Em outro trecho, ele disse não gostar da distinção entre "a pátria financeira e a pátria da produção". Segundo ele, "não há produção sem finanças".
FHC rebateu as críticas ao ritmo de crescimento do país. "Eu vejo tantos derrotistas dizendo: "Ah, vamos perder mais uma década". Perder o quê, se estamos construindo um país que avança, que dá educação?", disse.
"Falta muito e vai continuar faltando décadas afora. Mas não vai faltar muito a esperança, a coragem do brasileiro e o rumo de o país crescer sempre", continuou.

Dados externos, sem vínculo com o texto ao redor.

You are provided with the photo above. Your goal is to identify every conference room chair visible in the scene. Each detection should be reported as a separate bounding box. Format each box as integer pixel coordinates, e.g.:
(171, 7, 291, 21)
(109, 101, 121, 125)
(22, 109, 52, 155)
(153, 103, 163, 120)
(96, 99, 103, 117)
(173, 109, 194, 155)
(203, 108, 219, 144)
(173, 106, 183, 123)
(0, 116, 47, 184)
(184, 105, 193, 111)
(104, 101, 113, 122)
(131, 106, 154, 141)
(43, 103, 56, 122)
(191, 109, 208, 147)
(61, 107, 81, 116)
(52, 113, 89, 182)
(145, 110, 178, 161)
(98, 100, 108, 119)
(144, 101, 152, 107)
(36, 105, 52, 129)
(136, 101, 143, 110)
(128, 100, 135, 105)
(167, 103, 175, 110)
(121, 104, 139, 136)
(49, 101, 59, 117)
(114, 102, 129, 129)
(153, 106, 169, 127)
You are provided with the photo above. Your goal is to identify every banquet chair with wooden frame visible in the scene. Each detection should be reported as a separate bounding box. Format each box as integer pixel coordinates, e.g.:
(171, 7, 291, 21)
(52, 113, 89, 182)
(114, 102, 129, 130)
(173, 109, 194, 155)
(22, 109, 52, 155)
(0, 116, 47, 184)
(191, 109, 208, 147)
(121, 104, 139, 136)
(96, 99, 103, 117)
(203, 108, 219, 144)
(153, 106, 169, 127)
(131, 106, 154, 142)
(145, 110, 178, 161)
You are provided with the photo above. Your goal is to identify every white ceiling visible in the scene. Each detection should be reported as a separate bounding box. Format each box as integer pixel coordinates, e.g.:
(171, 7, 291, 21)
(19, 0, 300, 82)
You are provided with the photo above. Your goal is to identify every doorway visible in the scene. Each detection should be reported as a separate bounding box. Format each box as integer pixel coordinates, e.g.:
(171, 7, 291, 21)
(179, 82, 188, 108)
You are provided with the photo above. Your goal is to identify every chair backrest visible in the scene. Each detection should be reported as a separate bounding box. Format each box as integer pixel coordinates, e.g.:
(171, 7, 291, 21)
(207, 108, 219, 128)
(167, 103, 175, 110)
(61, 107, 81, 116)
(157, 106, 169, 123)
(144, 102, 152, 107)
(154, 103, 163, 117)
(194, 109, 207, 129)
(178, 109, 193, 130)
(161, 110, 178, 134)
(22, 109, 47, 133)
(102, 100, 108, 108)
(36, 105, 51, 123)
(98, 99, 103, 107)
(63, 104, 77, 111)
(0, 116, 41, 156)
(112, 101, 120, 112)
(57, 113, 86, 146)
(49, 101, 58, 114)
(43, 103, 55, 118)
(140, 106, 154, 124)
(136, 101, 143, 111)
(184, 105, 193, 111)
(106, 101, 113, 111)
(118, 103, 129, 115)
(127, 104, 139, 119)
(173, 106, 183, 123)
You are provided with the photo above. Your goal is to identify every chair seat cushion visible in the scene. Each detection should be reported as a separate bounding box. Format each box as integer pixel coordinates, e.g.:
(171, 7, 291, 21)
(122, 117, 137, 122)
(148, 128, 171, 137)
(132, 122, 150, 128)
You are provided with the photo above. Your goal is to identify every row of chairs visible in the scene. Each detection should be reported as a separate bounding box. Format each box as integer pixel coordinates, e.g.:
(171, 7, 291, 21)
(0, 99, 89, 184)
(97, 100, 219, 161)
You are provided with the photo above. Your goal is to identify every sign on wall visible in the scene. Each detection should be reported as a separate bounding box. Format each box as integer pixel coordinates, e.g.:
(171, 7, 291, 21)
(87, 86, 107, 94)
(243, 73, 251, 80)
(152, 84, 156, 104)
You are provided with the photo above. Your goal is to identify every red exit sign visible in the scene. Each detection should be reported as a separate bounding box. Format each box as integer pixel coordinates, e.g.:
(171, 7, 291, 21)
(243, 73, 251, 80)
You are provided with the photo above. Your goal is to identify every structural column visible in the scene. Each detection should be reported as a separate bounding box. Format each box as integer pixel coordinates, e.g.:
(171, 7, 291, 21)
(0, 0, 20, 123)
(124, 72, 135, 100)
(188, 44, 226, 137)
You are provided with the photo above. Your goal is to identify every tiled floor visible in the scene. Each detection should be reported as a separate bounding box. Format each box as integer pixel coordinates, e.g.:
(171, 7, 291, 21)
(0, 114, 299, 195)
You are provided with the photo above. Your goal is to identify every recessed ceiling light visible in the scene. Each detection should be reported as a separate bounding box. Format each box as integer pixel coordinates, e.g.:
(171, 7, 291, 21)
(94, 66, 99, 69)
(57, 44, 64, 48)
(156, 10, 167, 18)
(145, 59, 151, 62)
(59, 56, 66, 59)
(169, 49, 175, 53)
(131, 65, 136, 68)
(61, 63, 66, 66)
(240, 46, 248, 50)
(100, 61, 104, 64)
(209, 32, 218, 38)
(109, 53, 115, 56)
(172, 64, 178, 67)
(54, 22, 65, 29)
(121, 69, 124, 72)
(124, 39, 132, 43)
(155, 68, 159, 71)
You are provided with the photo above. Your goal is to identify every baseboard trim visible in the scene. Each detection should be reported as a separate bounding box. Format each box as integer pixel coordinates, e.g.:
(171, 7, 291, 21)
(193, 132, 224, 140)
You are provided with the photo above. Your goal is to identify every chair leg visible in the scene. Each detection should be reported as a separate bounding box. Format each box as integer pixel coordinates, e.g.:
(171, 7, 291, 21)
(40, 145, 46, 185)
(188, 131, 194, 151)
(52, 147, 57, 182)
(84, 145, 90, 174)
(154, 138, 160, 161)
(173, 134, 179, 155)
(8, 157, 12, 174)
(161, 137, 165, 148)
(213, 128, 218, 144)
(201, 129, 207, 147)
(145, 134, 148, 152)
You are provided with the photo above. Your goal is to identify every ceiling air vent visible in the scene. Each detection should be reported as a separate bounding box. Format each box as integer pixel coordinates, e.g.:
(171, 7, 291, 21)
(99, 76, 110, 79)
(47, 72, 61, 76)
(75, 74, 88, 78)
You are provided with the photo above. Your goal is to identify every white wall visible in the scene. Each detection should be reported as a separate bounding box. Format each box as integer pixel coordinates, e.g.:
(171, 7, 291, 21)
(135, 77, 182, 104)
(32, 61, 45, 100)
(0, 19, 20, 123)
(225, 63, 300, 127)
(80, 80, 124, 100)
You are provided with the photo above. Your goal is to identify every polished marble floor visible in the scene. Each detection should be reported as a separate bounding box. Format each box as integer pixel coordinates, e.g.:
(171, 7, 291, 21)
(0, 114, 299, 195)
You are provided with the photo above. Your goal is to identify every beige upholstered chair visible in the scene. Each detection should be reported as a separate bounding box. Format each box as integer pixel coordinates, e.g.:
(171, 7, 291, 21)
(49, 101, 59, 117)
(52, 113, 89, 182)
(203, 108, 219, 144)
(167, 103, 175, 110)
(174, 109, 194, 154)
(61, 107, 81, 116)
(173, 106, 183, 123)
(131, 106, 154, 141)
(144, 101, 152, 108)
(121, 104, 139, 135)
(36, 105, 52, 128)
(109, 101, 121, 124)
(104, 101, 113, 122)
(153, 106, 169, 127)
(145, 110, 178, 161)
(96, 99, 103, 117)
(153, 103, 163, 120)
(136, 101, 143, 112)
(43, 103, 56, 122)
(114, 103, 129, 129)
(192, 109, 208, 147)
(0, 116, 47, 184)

FHC disse que "às vezes não se consegue crescer tanto quanto se deseja, mas o importante é que o crescimento seja sustentável". Citou a área de agronegócios como exemplo de que o país tem se desenvolvido. Ao longo do discurso, voltou às estocadas políticas.

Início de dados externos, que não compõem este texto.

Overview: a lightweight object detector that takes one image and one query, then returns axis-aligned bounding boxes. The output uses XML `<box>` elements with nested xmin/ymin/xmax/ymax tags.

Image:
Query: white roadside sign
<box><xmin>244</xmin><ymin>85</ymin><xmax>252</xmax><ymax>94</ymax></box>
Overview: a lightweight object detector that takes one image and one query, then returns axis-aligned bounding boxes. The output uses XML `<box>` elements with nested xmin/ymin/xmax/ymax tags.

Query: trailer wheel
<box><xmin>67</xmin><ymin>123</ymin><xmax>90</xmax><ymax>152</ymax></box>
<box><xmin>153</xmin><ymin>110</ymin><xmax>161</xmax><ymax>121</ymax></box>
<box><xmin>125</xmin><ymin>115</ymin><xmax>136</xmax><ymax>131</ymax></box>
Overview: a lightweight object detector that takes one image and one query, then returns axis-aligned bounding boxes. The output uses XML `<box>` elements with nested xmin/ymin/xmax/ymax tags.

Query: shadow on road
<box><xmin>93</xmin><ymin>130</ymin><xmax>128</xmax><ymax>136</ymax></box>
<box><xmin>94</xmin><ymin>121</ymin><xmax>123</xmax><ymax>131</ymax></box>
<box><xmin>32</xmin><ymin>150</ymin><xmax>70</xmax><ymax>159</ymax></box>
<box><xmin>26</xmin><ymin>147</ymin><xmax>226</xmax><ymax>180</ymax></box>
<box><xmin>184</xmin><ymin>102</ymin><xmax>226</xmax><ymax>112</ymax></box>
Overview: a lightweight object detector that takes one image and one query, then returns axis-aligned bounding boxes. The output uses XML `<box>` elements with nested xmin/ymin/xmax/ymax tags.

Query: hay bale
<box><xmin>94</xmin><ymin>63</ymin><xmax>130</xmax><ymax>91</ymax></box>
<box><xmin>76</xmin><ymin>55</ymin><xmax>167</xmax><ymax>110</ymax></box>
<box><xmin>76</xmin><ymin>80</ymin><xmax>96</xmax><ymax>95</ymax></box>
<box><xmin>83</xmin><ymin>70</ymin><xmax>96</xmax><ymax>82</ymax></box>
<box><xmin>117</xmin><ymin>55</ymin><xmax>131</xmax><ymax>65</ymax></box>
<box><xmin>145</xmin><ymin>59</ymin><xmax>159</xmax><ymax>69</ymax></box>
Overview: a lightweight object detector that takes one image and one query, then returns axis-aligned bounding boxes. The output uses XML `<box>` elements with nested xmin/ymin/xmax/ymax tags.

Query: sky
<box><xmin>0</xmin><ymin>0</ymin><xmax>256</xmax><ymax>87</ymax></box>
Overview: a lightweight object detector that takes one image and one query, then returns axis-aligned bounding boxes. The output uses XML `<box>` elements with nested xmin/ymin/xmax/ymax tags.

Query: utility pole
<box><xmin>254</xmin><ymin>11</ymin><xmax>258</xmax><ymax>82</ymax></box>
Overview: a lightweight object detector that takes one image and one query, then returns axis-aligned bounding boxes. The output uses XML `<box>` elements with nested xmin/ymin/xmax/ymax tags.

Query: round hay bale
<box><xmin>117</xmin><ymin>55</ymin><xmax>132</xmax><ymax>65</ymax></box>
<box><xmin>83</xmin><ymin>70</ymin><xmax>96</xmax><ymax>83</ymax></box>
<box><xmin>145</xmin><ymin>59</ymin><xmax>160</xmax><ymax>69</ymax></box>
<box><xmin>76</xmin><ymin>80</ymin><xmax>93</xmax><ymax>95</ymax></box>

"Não se faz nada sem compromisso. Não há parceria se não houver confiança e não há confiança se ela não for comprometida com um certo objetivo."
No final, ele disse que a "maioria operosa" (expressão que criou, em oposição à tradicional maioria silenciosa) manterá o país crescendo. "Se tivermos um projeto, com disciplina, com persistência, ninguém vai segurar nosso país."
FHC ouviu durante a cerimônia elogios do governador do Espírito Santo, José Ignacio Ferreira (PTN). No discurso, o presidente agradeceu os elogios. No mês passado, FHC impediu a intervenção federal no governo capixaba, em episódio que resultou na renúncia do ex-ministro da Justiça Miguel Reale Júnior.

Retirada
O deputado José Carlos Gratz (PFL), presidente da Assembléia Legislativa do Espírito Santo, abandonou a solenidade.
Gratz teria se aborrecido ao ser informado pela organização do evento que não participaria da mesa de autoridades encabeçada pelo presidente. Ele é suspeito de ter envolvimento com o crime organizado no Espírito Santo.
Na mesa principal, além de FHC, ficaram ministros, o governador e diretores da Aracruz.